Methodology Question
Hi, great work!
Would it be possible to get some more detail on the methodology behind the benchmark design — specifically what statistical justification informed decisions like task selection, scoring criteria, and category structure? Also any data on things like test-retest, id be interested in running a PCA if at all possible.
Much appreciated!
Hi @DJLougen , thank you for the kind words and your interest in our work!
Here are some details regarding our methodology and the points you raised:
Category Structure & Task Selection: We designed the benchmark based on real-world scenarios, dividing the tasks into five major categories. This ensures comprehensive coverage of the typical, day-to-day environments that agents like OpenClaw operate in.
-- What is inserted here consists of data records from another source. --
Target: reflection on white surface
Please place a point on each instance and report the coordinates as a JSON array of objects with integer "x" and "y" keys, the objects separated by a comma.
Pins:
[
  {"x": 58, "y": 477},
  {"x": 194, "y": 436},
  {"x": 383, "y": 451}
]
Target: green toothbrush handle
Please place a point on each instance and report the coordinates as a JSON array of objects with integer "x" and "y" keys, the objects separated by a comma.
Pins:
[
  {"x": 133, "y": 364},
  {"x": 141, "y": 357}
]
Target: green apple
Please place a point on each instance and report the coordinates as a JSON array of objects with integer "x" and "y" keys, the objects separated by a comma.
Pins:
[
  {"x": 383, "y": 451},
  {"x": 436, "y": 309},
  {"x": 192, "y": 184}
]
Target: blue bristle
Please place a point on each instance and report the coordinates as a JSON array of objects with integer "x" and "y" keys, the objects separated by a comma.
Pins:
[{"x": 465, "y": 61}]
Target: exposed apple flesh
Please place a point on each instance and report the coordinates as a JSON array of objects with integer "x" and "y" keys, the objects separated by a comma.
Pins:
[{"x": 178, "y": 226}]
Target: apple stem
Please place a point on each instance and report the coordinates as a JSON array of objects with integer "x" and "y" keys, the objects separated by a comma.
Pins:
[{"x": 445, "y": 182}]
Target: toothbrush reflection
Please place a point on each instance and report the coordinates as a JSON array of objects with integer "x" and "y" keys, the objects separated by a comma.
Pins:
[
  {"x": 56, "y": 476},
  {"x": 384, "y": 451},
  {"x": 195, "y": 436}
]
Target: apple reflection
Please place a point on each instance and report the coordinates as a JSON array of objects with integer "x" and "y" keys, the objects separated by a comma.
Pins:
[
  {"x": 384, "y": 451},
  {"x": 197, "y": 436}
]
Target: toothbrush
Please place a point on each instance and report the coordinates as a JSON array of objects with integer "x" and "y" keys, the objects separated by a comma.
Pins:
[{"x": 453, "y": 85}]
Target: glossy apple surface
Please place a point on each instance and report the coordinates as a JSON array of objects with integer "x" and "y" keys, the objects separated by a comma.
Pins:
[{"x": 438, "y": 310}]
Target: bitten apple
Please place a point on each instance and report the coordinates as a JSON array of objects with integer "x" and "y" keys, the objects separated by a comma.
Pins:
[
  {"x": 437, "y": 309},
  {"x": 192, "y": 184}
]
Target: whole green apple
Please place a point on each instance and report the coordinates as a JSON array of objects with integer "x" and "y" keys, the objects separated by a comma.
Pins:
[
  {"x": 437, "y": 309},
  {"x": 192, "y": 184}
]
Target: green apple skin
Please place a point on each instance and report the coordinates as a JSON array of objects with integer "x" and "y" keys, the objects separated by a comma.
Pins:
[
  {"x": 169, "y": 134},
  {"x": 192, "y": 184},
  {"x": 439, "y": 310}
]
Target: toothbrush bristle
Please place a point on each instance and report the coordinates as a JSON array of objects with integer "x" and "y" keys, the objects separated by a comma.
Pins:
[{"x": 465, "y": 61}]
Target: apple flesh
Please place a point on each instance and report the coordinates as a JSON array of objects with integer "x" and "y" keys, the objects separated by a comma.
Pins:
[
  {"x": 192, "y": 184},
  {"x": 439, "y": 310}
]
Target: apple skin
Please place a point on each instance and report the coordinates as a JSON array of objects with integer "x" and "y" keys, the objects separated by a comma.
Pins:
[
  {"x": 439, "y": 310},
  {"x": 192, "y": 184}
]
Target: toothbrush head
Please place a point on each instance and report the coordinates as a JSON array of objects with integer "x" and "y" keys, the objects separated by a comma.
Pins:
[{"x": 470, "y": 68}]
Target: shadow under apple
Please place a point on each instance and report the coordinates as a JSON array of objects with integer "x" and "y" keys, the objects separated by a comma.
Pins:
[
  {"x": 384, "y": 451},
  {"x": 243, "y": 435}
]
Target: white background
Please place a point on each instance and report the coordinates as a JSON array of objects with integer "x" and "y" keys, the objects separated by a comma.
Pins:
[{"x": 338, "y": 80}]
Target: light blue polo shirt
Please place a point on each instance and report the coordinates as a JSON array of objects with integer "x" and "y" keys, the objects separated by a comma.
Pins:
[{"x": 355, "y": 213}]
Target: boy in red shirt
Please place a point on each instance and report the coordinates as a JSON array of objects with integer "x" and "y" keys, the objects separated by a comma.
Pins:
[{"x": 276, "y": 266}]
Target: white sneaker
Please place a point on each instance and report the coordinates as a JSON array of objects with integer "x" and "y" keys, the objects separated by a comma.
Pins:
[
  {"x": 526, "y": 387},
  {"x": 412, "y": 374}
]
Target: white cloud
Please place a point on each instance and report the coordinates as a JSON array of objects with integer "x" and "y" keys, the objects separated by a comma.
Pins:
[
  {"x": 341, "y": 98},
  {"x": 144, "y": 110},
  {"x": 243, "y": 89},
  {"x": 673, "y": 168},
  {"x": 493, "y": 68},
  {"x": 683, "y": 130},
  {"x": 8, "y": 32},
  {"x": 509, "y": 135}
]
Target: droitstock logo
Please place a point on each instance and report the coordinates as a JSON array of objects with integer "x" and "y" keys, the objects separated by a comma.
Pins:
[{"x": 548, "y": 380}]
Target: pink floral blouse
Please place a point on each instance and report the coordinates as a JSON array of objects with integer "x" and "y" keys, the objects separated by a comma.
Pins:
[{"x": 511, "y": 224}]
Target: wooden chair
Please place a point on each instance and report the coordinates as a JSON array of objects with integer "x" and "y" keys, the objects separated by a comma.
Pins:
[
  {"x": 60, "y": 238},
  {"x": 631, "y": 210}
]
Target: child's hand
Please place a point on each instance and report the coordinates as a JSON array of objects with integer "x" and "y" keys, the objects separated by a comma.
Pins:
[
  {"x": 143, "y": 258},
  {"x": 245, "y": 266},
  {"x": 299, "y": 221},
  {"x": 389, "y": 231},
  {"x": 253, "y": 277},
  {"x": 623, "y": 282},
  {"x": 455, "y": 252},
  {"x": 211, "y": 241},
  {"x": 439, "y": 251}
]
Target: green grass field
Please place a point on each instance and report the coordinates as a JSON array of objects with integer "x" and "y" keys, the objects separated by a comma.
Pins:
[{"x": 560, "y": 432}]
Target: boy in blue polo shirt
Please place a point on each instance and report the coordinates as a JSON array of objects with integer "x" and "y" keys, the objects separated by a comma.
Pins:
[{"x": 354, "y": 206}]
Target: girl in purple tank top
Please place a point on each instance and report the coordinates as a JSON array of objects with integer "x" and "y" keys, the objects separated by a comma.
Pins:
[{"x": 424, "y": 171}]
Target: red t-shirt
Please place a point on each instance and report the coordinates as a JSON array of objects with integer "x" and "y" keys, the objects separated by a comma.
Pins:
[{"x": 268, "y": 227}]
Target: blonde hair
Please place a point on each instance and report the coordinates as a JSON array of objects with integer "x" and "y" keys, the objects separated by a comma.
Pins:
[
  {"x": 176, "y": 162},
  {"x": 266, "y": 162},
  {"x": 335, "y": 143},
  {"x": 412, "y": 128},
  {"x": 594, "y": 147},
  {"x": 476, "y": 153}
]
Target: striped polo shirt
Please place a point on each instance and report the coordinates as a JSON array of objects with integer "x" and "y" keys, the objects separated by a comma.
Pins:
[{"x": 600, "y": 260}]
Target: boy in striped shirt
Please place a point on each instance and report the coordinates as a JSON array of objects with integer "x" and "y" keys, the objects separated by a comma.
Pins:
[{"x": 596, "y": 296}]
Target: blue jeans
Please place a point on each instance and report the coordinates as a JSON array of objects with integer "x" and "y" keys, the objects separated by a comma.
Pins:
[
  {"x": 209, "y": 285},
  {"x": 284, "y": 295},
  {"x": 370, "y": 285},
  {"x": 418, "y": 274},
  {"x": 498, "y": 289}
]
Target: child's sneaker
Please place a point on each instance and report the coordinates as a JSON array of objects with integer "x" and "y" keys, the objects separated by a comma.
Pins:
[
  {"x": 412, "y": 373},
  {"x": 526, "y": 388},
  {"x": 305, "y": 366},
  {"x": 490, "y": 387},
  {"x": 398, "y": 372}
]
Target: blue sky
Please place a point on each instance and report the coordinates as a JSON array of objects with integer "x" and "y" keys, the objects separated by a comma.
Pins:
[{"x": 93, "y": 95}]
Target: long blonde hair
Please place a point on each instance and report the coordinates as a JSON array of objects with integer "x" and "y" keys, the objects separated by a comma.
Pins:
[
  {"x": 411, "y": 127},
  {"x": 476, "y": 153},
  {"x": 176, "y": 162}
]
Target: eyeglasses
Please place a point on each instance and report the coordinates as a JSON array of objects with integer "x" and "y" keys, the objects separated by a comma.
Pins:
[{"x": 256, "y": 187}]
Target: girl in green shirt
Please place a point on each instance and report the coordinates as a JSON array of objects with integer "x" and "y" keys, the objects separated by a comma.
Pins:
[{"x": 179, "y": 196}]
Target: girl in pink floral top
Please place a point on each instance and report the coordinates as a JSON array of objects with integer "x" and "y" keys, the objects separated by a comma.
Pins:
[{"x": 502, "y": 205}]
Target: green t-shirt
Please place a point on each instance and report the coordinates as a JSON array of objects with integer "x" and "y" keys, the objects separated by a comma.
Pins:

Scoring Criteria: Our primary guiding principle was to guarantee discriminative power—meaning the benchmark needs to clearly highlight performance gaps between different models. To achieve this, we established highly granular scoring criteria with detailed grading points for each task, which are then aggregated using a weighted system.
Test-Retest: To ensure reliability, we guarantee that every model evaluated on our benchmark is run at least twice.
Detailed Data: If you are interested in diving into the sub-scores (which should be helpful for running a PCA), you can find the detailed category breakdown data on our project homepage: https://internlm.github.io/WildClawBench/
Let us know if you need access to more specific raw data for your PCA or if you have any other questions. We really appreciate your feedback!
That 3D plot cooks love me some good data vis!